Investigators say French medical device maker Poly Implant Prothèse in the 2000s developed a simple way to pass the required annual inspections of its manufacturing process for breast implants. To keep its outside auditors from discovering that PIP was filling implant casings with cheap, industrial-grade gel to shave costs, workers hid barrels of the unauthorized substitute for medical silicone in a separate warehouse and on a truck during the auditors’ visits, former employees told French police according to transcripts obtained by Bloomberg News. One employee told police he was asked to erase evidence of the unapproved substances from the computer system before the audits and to reintegrate the data afterwards. Each year after the auditors left, another former PIP employee told police, workers celebrated with a round of drinks toasting another successful deception.
To avoid a repeat of the breast implant scandal, European Union regulators are considering an overhaul of rules that leave medical-device makers such as PIP in charge of checking the safety of their own products. Currently, companies are required to hire outside contractors to certify quality controls and production systems before they can sell medical devices throughout the 27-nation bloc and in countries that recognize its standards. But PIP employees have told police they repeatedly deceived the German technical review company hired to certify its quality control, TÜV Rheinland Holding. French authorities pulled the devices, which also experienced rupturing after PIP moved to a thinner casing material, from the market in March 2010. PIP filed for bankruptcy the following day. Last year French health regulators recommended that all PIP implants be removed after a woman with ruptured implants died of cancer in November. About 400,000 PIP implants were sold in nations including Australia, Brazil, Germany, and the U.K.

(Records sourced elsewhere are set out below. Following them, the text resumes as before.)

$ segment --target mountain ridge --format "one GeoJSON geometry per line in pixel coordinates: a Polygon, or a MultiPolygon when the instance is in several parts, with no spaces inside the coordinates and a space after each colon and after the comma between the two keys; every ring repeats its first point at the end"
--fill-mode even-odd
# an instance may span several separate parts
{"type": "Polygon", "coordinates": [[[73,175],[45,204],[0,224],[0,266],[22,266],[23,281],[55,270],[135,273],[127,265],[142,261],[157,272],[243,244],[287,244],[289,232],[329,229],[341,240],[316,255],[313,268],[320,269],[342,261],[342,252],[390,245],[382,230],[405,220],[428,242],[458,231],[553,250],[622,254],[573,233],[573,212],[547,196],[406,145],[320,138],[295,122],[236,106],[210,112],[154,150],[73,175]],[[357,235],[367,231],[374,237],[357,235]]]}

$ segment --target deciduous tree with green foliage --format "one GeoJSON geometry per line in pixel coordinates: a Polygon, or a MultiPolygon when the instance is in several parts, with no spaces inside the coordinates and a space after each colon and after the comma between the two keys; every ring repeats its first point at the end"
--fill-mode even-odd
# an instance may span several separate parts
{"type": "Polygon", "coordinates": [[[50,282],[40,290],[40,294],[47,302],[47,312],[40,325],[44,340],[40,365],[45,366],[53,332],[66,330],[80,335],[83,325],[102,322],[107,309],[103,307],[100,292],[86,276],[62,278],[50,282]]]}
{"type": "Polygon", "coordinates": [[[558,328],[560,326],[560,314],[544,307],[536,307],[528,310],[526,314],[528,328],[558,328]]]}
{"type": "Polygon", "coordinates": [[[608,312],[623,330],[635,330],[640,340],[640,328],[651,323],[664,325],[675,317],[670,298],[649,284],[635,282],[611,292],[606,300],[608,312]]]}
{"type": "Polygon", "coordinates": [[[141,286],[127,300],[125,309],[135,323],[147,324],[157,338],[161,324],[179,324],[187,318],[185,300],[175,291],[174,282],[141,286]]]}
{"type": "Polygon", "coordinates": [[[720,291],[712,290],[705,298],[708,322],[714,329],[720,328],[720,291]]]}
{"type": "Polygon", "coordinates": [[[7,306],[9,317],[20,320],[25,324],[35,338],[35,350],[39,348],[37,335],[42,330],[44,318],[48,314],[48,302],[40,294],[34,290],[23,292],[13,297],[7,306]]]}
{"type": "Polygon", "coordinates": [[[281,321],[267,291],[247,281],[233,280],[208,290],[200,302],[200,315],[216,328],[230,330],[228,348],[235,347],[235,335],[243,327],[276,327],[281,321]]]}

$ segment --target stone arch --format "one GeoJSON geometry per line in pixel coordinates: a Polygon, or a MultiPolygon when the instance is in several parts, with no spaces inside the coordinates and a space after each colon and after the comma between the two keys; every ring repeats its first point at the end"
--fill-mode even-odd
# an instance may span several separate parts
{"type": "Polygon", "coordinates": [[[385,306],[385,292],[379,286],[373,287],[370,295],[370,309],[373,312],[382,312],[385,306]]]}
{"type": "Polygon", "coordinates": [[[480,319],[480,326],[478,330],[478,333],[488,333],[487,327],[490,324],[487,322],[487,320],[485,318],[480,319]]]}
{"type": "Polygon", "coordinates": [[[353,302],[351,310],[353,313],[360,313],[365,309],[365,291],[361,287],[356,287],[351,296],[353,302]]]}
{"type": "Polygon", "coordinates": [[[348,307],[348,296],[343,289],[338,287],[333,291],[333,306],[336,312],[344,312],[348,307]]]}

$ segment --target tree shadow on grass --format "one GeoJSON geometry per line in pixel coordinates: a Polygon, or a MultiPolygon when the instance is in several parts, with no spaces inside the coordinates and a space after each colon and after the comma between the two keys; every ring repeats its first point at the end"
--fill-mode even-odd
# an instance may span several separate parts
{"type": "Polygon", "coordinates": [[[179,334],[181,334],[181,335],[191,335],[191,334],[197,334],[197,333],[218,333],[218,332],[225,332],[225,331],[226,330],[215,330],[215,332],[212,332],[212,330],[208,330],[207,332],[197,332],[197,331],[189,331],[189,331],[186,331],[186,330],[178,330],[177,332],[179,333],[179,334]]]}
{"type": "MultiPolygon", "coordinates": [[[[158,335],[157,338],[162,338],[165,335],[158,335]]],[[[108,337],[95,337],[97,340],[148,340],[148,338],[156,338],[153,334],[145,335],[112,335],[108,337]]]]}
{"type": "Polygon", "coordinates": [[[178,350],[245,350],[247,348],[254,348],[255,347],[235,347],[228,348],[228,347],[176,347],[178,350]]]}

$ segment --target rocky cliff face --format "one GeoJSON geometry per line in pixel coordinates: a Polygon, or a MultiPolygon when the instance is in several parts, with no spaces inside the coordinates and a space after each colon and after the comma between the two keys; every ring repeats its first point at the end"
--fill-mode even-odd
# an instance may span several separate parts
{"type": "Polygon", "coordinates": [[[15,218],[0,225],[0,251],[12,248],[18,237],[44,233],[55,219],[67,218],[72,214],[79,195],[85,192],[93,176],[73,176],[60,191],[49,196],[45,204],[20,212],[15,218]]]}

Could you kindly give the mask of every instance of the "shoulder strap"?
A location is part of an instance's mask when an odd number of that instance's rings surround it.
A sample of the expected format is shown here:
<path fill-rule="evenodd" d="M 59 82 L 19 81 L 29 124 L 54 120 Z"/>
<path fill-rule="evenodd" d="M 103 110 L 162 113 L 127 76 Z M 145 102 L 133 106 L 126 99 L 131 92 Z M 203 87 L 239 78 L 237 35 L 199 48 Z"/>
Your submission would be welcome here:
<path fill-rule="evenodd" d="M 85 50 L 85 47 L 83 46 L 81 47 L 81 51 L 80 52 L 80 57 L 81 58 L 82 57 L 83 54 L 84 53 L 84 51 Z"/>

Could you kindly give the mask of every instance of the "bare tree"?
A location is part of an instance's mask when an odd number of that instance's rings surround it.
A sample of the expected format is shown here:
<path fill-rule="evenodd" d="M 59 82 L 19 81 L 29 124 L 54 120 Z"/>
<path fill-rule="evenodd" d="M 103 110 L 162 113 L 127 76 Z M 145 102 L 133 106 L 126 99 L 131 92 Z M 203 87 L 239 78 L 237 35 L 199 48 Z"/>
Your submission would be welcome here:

“Our oversight system isn’t adequate,” says Dominique Maraninchi, director general of Afssaps, France’s health industry regulator. “It allowed a fraud of this size to take place for years. The system is based on certifying companies that check only what is presented to them.” Afssaps is preparing a list of high-risk implants and rules to better police their safety and will propose a new oversight system later this year. An Afssaps report is due in April on the state of France’s 10-year-old silicone breast-implant industry. In 14 percent of women in France whose implants have been removed, the device had ruptured or leaked, officials say. (U.S. regulators had refused to approve the devices.)
PIP founder Jean-Claude Mas, 72, began using industrial-grade silicone years ago, say police, cutting the cost of the filling to as little as €5.10 ($6.67) a kilogram from the €41.54 a kilo for the medical silicone PIP claimed was used. The thinner casing PIP used made ruptures and leaks more likely, says Christian Marinetti, a Marseille plastic surgeon who for years had complained to Afssaps about PIP’s high rupture rate.
Mas, who previously worked as a wine and cognac seller and a drug company sales rep, will stand trial for fraud with four former co-workers later this year or in early 2013. He didn’t return messages left on his mobile phone requesting comment. His lawyer, Yves Haddad, didn’t respond to requests for comment by phone, e-mail, and fax.
Olivier Gutkes, TÜV’s Paris-based lawyer, says TÜV’s job “isn’t to check the final product. It’s about avoiding having unsuitable products because of disorganization or production errors.” Gutkes says TÜV won’t change its practices until EU rules change, nor will it make surprise visits to clients’ facilities. “An unannounced audit is carried out only in one case: when the notified body has doubts about a fraud which can be substantiated,” Gutkes says. “No one at TÜV ever imagined that the whole company was involved in covering up the fraud.”